What’s the liability insurance of the AI like

baq · 2025-01-29T22:21:47 1738189307

Refer to IBM’s 1979 slide for details on that

Davidzheng · 2025-01-29T21:21:41 1738185701

I view it as a positive that the methodology can take in more compute (bitter lesson style)

optimalsolver · 2025-01-29T18:42:54 1738176174

But can o3 write a symphony?

Seriously though, I'd like to hear suggestions on how to automatically evaluate an AI model's creativity, no humans in the loop.

gsam · 2025-01-29T21:31:43 1738186303

In my view there's two modes of creativity:

1. That two distant topics or ideas are actually much more closely related. The creative sees one example of an idea and applies it to a discipline that nobody expects. In theory, reduction of the maximally distant can probably be measured with a tangible metric.

2. Discovery of ideas that are even more maximally distant. Pushing the edge, and this can be done by pure search and randomness actually. But it's no good if it's garbage. The trick is, what is garbage? That is very context dependent.

(Also, a creative might be measured on the efficiency of these metrics rather than absolute output)

docfort · 2025-01-30T12:20:09 1738239609

Terry Tao has referred to this classification system as foxes vs hedgehogs. https://en.m.wikipedia.org/wiki/The_Hedgehog_and_the_Fox

fragmede · 2025-01-29T18:59:31 1738177171

we'd have to create a numerical scale for creativity, from boring to Dali, with milliEschers and MegaGeigers somewhere in there as well

rpastuszak · 2025-01-29T19:23:35 1738178615

It's essential that we quantify everything so that we can put a price on it. I'd go with Kahlograms though.

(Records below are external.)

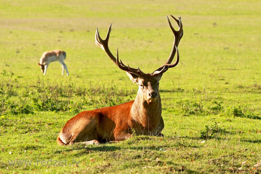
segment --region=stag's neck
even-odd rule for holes
[[[161,115],[160,97],[159,95],[157,99],[148,102],[141,95],[137,95],[132,105],[132,118],[144,127],[147,127],[149,124],[154,127],[157,124]]]

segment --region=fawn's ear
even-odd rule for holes
[[[139,76],[136,74],[126,71],[126,74],[129,76],[130,79],[133,83],[137,83],[138,82],[138,78]]]

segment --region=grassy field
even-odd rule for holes
[[[176,1],[0,0],[0,173],[261,173],[261,3]],[[112,22],[113,53],[151,73],[170,53],[169,14],[184,34],[160,82],[164,137],[58,146],[78,113],[136,96],[96,27],[104,38]],[[37,65],[56,49],[68,76]]]

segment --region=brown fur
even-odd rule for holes
[[[134,100],[81,112],[62,129],[57,138],[58,144],[81,142],[88,144],[94,140],[97,142],[122,141],[131,137],[133,130],[138,135],[162,135],[164,123],[157,84],[158,81],[150,74],[144,76],[134,80],[139,86],[144,85],[139,87]],[[150,92],[154,91],[158,93],[156,96],[148,97]]]
[[[62,75],[63,75],[65,68],[67,75],[68,75],[69,73],[67,69],[67,66],[63,62],[66,58],[66,53],[61,50],[54,50],[45,52],[40,59],[40,63],[38,63],[38,65],[40,67],[42,72],[44,73],[44,75],[45,75],[48,66],[50,63],[53,62],[58,61],[62,65]]]
[[[111,24],[105,40],[100,36],[98,28],[95,43],[106,53],[121,69],[126,71],[130,80],[139,87],[134,100],[110,107],[103,107],[81,112],[68,121],[57,138],[60,145],[71,145],[82,142],[86,144],[99,144],[100,142],[120,141],[129,138],[134,130],[138,135],[163,136],[164,128],[161,116],[161,103],[159,91],[159,81],[163,73],[179,62],[177,46],[183,35],[181,19],[172,16],[179,27],[175,30],[167,19],[175,39],[170,55],[165,64],[152,74],[145,74],[138,68],[126,66],[119,60],[118,49],[116,58],[108,45]],[[176,51],[175,62],[171,63]]]

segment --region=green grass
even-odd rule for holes
[[[261,173],[260,3],[180,1],[0,0],[0,173]],[[112,52],[151,73],[172,46],[169,14],[184,35],[160,81],[164,137],[57,145],[79,112],[135,96],[94,44],[96,27],[104,38],[112,22]],[[70,75],[56,62],[43,76],[42,54],[58,49]]]

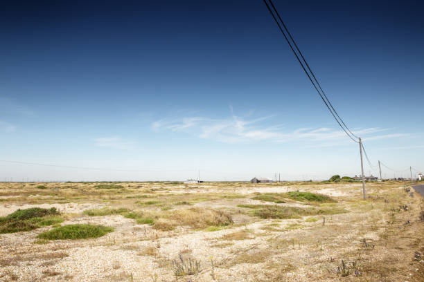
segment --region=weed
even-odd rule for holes
[[[376,244],[366,242],[366,239],[365,238],[362,239],[362,243],[366,249],[373,250],[374,247],[376,247]]]
[[[123,186],[118,185],[116,184],[98,184],[94,186],[94,188],[97,188],[97,189],[121,189],[121,188],[123,188]]]
[[[297,207],[282,207],[270,205],[239,205],[239,207],[247,207],[252,209],[252,215],[261,218],[300,218],[304,216],[312,216],[316,214],[336,214],[348,212],[343,209],[303,209]]]
[[[320,203],[335,203],[335,200],[332,199],[326,195],[322,195],[319,194],[310,193],[310,192],[299,192],[299,191],[292,191],[288,192],[287,195],[292,200],[299,200],[301,202],[308,201],[308,202],[320,202]]]
[[[178,259],[173,261],[173,270],[174,275],[177,279],[186,275],[193,275],[200,271],[200,261],[196,259],[184,259],[181,254],[178,254]]]
[[[154,220],[153,218],[136,218],[136,222],[138,224],[148,224],[150,225],[152,225],[153,224],[154,224]]]
[[[37,238],[48,240],[85,239],[98,238],[114,231],[112,227],[89,224],[74,224],[53,228],[39,234]]]
[[[250,230],[240,230],[236,231],[234,232],[229,233],[227,234],[224,234],[221,237],[224,240],[246,240],[246,239],[251,239],[250,236]]]
[[[284,198],[284,197],[283,196],[282,194],[279,194],[279,193],[266,193],[266,194],[258,195],[258,196],[252,198],[252,199],[254,199],[254,200],[263,200],[265,202],[274,202],[275,203],[285,203],[285,201],[283,201],[282,200],[283,198]]]
[[[193,204],[189,202],[186,202],[185,200],[183,200],[181,202],[177,202],[174,204],[174,205],[191,205]]]
[[[0,218],[0,234],[30,231],[63,222],[62,218],[54,216],[58,214],[59,212],[54,207],[49,209],[39,207],[18,209]]]
[[[220,231],[220,230],[222,230],[225,229],[224,226],[209,226],[208,227],[206,227],[206,229],[204,229],[204,231],[207,231],[207,232],[214,232],[214,231]]]
[[[129,212],[128,209],[125,208],[112,209],[110,207],[103,207],[101,209],[87,209],[82,214],[89,216],[103,216],[111,214],[122,214]]]

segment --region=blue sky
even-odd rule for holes
[[[340,2],[274,3],[373,164],[424,169],[423,5]],[[0,180],[360,173],[260,1],[9,5],[0,160],[150,171],[0,162]]]

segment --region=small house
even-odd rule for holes
[[[250,180],[250,182],[252,183],[272,183],[274,180],[271,178],[256,178],[254,177]]]

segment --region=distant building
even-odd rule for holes
[[[362,176],[355,176],[355,177],[353,177],[352,178],[355,179],[355,180],[362,180]],[[371,174],[371,176],[364,176],[364,179],[369,181],[377,181],[378,180],[378,178],[377,176],[373,176],[373,175]]]
[[[272,183],[274,180],[271,178],[256,178],[254,177],[250,180],[250,182],[252,183]]]
[[[203,181],[196,180],[195,179],[187,179],[186,181],[184,181],[184,183],[203,183]]]

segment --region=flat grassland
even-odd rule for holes
[[[423,281],[424,200],[366,187],[1,183],[0,281]]]

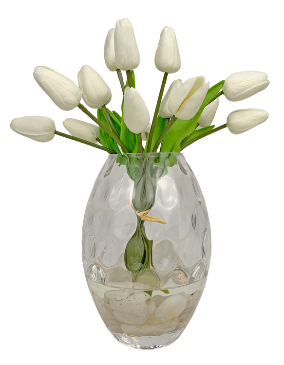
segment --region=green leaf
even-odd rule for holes
[[[153,150],[153,148],[154,148],[154,146],[156,144],[156,142],[161,135],[162,132],[164,130],[164,129],[166,127],[166,121],[167,119],[166,118],[162,118],[160,115],[158,115],[158,117],[157,117],[157,120],[156,121],[156,124],[155,124],[155,128],[154,129],[154,132],[153,133],[153,137],[152,138],[152,143],[151,144],[151,148],[150,149],[150,151]],[[147,150],[148,140],[149,138],[147,138],[146,145],[144,148],[145,151]]]
[[[107,127],[110,129],[111,129],[102,108],[97,110],[96,117],[106,127]],[[104,131],[102,128],[101,128],[100,127],[99,127],[99,139],[102,146],[113,151],[114,151],[116,153],[121,153],[120,150],[118,148],[117,144],[113,137]]]
[[[111,110],[107,107],[107,110],[109,113],[109,115],[111,117],[113,124],[114,125],[114,128],[116,130],[116,131],[119,135],[120,135],[120,125],[121,124],[121,116],[118,114],[118,112],[116,110]],[[114,111],[116,112],[116,114],[114,114]],[[117,116],[118,114],[118,116]]]
[[[204,128],[201,128],[199,129],[196,129],[190,134],[190,136],[189,136],[189,138],[186,140],[186,141],[185,141],[185,142],[183,143],[183,145],[186,145],[187,144],[189,143],[191,140],[193,139],[194,138],[196,138],[197,137],[198,137],[198,136],[200,136],[200,134],[203,134],[204,133],[211,130],[211,129],[215,128],[215,126],[214,125],[212,125],[212,126],[209,126],[208,127],[204,127]]]
[[[114,114],[114,115],[115,117],[116,118],[116,120],[119,123],[119,125],[121,124],[121,115],[119,114],[119,113],[114,109],[113,109],[112,110],[112,113]]]
[[[225,80],[222,79],[211,86],[199,110],[193,118],[188,120],[179,119],[176,120],[162,142],[161,152],[180,152],[181,142],[194,131],[196,123],[204,108],[221,90],[224,82]]]
[[[135,133],[133,133],[128,129],[123,120],[124,99],[124,98],[122,99],[122,102],[121,103],[122,116],[120,121],[120,141],[129,151],[129,153],[132,153],[135,150],[135,146],[137,145],[137,136]]]

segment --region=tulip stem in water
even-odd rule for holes
[[[158,148],[159,148],[159,146],[160,146],[160,144],[163,140],[163,138],[167,134],[169,129],[172,126],[173,123],[177,120],[177,117],[175,117],[174,115],[173,115],[171,117],[171,118],[170,120],[170,122],[168,123],[167,126],[165,127],[164,130],[162,132],[162,133],[161,133],[160,135],[160,137],[159,137],[159,138],[158,139],[158,140],[156,142],[156,144],[155,145],[155,146],[154,146],[154,148],[153,148],[153,152],[157,152],[157,151],[158,150]]]
[[[109,149],[108,148],[106,148],[105,147],[103,147],[101,146],[99,146],[98,145],[96,145],[95,143],[89,142],[88,141],[85,141],[85,140],[81,139],[81,138],[78,138],[77,137],[75,137],[74,136],[72,136],[70,134],[68,134],[65,132],[61,132],[61,130],[56,130],[54,131],[54,133],[55,133],[55,134],[56,134],[57,136],[63,137],[64,138],[70,139],[71,141],[75,141],[76,142],[79,142],[80,143],[82,143],[83,145],[89,146],[90,147],[93,147],[94,148],[96,148],[96,149],[98,149],[100,151],[104,151],[105,152],[108,152],[108,153],[109,153],[111,155],[115,154],[115,152],[114,151],[112,151],[111,149]]]
[[[218,127],[216,127],[216,128],[213,128],[212,129],[211,129],[211,130],[209,130],[208,132],[206,132],[205,133],[204,133],[203,134],[200,134],[199,136],[195,137],[195,138],[193,138],[190,141],[189,141],[187,143],[186,145],[181,146],[181,147],[180,147],[181,151],[182,151],[183,149],[185,149],[185,148],[186,148],[188,147],[189,147],[191,145],[193,145],[195,142],[197,142],[197,141],[199,141],[200,139],[202,139],[202,138],[204,138],[205,137],[207,137],[208,136],[209,136],[210,134],[214,134],[216,132],[219,132],[219,131],[222,130],[223,129],[225,129],[227,128],[227,123],[224,123],[223,124],[221,124],[220,126],[218,126]]]
[[[132,76],[131,75],[131,70],[129,70],[126,71],[126,76],[127,76],[127,81],[128,81],[128,86],[130,88],[133,87],[132,85]]]
[[[78,108],[81,111],[84,113],[84,114],[89,117],[90,119],[92,119],[92,120],[96,123],[99,127],[100,127],[100,128],[102,129],[103,129],[105,132],[106,132],[111,136],[111,137],[112,137],[114,141],[116,142],[117,145],[119,145],[120,146],[120,147],[122,148],[122,149],[124,150],[126,153],[129,153],[129,151],[127,149],[126,147],[125,147],[122,142],[120,141],[119,138],[118,138],[116,135],[114,134],[114,133],[111,130],[110,130],[110,129],[109,129],[108,128],[107,128],[107,127],[104,124],[103,124],[103,123],[102,123],[102,122],[100,122],[97,119],[97,118],[96,118],[93,114],[93,113],[92,113],[88,109],[87,109],[86,107],[85,107],[82,104],[79,104],[78,106]]]
[[[122,73],[121,70],[116,70],[116,76],[118,79],[118,83],[122,92],[122,95],[124,95],[124,90],[125,90],[125,87],[124,86],[124,82],[123,81],[123,78],[122,77]]]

johnfn · 2025-01-29T19:35:38 1738179338

Have you tried suno.ai?

Vampiero · 2025-01-30T00:05:48 1738195548

Have _you_? It lost its novelty after a couple of days.

drusepth · 2025-01-30T22:53:41 1738277621

I probably listen to Suno (both my own songs, and songs other people have created) about as often as I listen to Spotify, these days.

baq · 2025-01-29T20:44:56 1738183496

LLMs have read everything humans made so just ask one if there’s anything truly new in that freshly confabulated slop-phony.